There's, of course, a bunch of variation in between. Ultimately, any kind of discount is better than paying the full price.
How to Maximize your Discount
The early bird gets the worm & best freedom discount. The earlier someone plans out their financial independence strategy, the higher the odds of a hefty discount.
That premature financial awakening is the key to success in this game. Whether it's minimizing expenses, increasing savings rates, or investing in passive income-producing assets, the formula works best when you start early.
If you're a late bloomer like myself, you can recover a lot of lost time by kicking your income and savings rate into high gear.
There are endless ways to maximize your discount, but all of them involve leveraging one or more financial health metrics.
It's reasonably difficult to get in the green discount zone without a bit of luck or some extreme measures.
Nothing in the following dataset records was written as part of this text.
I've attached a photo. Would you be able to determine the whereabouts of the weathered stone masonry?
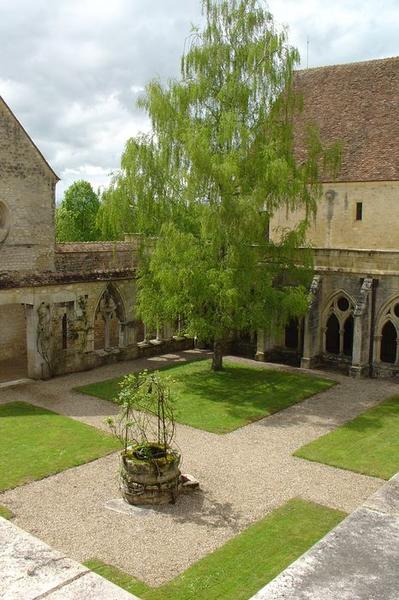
[257,58,399,376]
[0,99,192,381]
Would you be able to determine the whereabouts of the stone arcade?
[257,58,399,377]
[0,98,192,382]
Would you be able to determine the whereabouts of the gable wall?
[0,100,56,272]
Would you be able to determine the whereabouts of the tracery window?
[324,294,354,357]
[377,298,399,364]
[0,200,10,242]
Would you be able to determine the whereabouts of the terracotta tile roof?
[296,57,399,181]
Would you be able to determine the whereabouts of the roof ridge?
[295,56,399,73]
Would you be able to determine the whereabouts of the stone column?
[26,302,52,379]
[349,277,379,377]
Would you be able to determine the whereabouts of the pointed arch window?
[326,314,339,354]
[324,294,354,357]
[380,321,398,364]
[94,285,125,350]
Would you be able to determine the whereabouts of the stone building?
[0,58,399,381]
[257,58,399,376]
[0,98,192,382]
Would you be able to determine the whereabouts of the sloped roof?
[296,57,399,181]
[0,96,60,181]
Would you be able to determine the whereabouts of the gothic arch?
[93,283,126,350]
[322,290,356,357]
[374,295,399,365]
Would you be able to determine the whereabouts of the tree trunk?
[212,340,223,371]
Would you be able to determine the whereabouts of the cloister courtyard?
[0,350,399,598]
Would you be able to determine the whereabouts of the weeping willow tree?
[101,0,336,370]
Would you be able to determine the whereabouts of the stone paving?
[0,517,137,600]
[0,351,399,585]
[252,475,399,600]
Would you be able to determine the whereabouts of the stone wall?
[55,242,137,273]
[0,98,57,272]
[270,181,399,250]
[0,304,26,361]
[0,278,193,379]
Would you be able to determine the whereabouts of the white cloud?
[0,0,399,198]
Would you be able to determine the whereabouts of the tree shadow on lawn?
[253,388,394,435]
[167,364,335,420]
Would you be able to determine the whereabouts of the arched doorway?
[94,285,125,350]
[326,314,340,354]
[0,304,28,382]
[380,321,398,364]
[324,292,354,362]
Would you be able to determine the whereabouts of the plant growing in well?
[107,371,175,460]
[108,371,181,505]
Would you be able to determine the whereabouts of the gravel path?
[0,351,399,585]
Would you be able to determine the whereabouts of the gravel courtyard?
[0,351,399,585]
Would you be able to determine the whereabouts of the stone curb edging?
[251,474,399,600]
[0,517,138,600]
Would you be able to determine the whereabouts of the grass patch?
[76,360,335,433]
[0,505,14,520]
[0,402,120,491]
[294,396,399,479]
[85,499,346,600]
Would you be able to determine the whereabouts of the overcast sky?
[0,0,399,199]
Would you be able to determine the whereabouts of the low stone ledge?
[0,517,137,600]
[252,475,399,600]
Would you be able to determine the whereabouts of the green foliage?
[56,180,100,242]
[107,370,175,457]
[0,402,119,491]
[85,499,346,600]
[78,361,335,434]
[98,0,336,360]
[295,396,399,479]
[0,504,14,520]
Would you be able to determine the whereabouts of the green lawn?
[0,505,14,519]
[0,402,120,491]
[295,396,399,479]
[77,360,335,433]
[86,499,346,600]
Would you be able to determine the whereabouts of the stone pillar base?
[301,356,316,369]
[349,365,369,379]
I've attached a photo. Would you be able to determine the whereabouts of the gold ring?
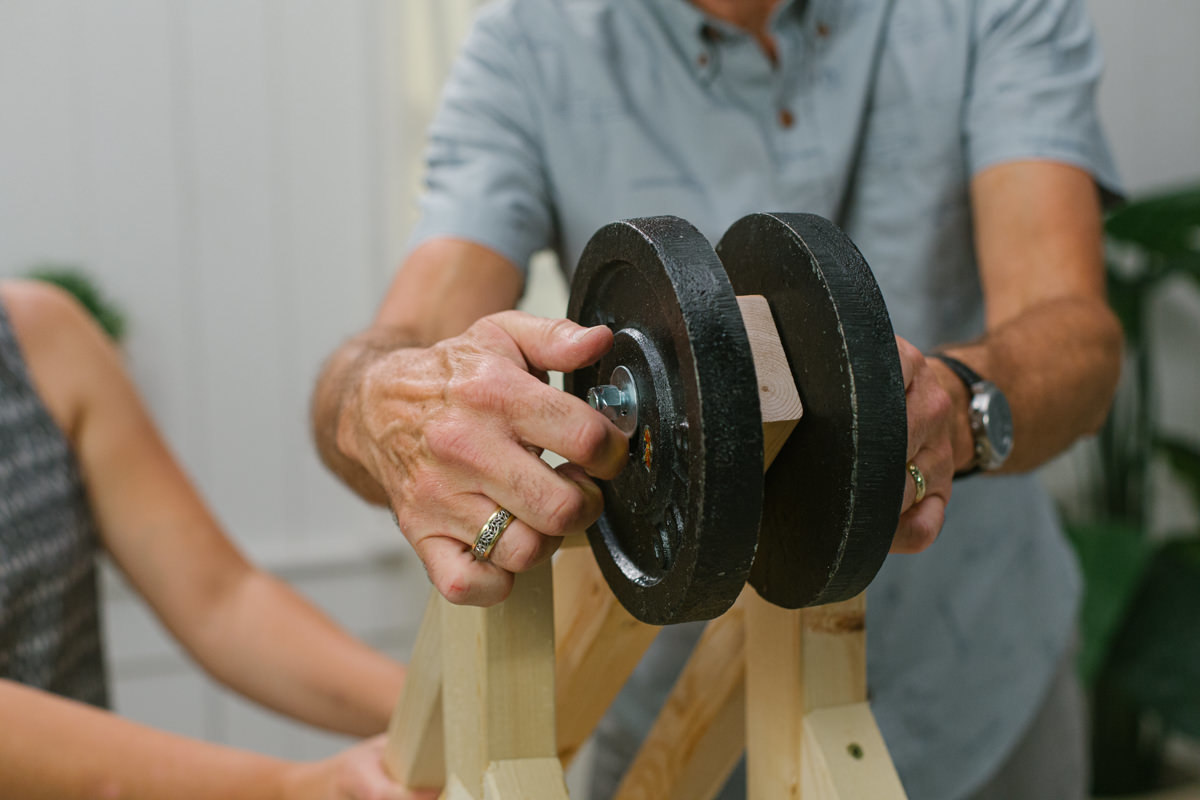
[908,462,925,505]
[470,506,516,561]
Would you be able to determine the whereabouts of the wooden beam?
[738,295,804,471]
[442,563,556,799]
[800,703,905,800]
[384,590,445,789]
[745,593,905,800]
[554,547,661,766]
[484,758,568,800]
[616,597,754,800]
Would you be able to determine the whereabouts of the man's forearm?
[311,327,419,505]
[932,297,1122,473]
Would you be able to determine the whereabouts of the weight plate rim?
[716,213,907,608]
[564,217,763,625]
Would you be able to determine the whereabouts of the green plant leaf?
[28,265,125,342]
[1154,435,1200,510]
[1104,186,1200,261]
[1067,523,1154,686]
[1110,534,1200,736]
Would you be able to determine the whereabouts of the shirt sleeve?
[408,4,553,270]
[965,0,1121,194]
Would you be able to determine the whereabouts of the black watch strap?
[932,353,983,392]
[930,353,983,479]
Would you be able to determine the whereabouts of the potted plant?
[1064,187,1200,796]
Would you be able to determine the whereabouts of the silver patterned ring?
[470,507,516,561]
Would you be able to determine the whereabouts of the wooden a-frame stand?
[386,296,905,800]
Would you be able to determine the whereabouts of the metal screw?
[588,367,637,437]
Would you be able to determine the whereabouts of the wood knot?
[806,612,866,633]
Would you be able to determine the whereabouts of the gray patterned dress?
[0,306,108,706]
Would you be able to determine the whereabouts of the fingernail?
[571,325,604,342]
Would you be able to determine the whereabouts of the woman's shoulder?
[0,279,104,443]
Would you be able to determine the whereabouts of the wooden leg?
[746,593,905,800]
[554,547,661,766]
[484,758,568,800]
[384,590,445,789]
[617,590,752,800]
[440,564,556,800]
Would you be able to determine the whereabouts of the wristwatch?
[932,353,1013,477]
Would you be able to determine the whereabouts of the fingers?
[484,312,612,372]
[408,461,604,606]
[892,494,946,553]
[414,531,512,606]
[500,367,629,480]
[892,337,954,553]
Your goal is to try and improve your discount over and above what your freedom would typically cost.
Even a 10% improvement in your discount would help you reclaim five whole years of financial freedom.
What's the Discount for my Freedom?
Since I aim to live life to its fullest, without the constraints of traditional work, I'll be looking for ways to maximize my discount.
Although I started planning for freedom relatively early, it's no longer possible for me to get a higher discount than 60%. Since I'm past 40 years of age and haven't yet achieved financial freedom, those steeper discount levels are sadly behind me.
I believe that the best balance for my household is to try and achieve financial freedom by the age of 45. That gives me a bit less than five years to prepare, and a pretty decent 50% discount off my ticket to freedom.
It also feels like a fair trade-off for me to work 25 years in a traditional working environment, in exchange for 25 years of independence.
With that type of balance, I get the full impact of traditional work (the good and the bad), while allowing myself the luxury to explore alternative ways to live in subsequent years.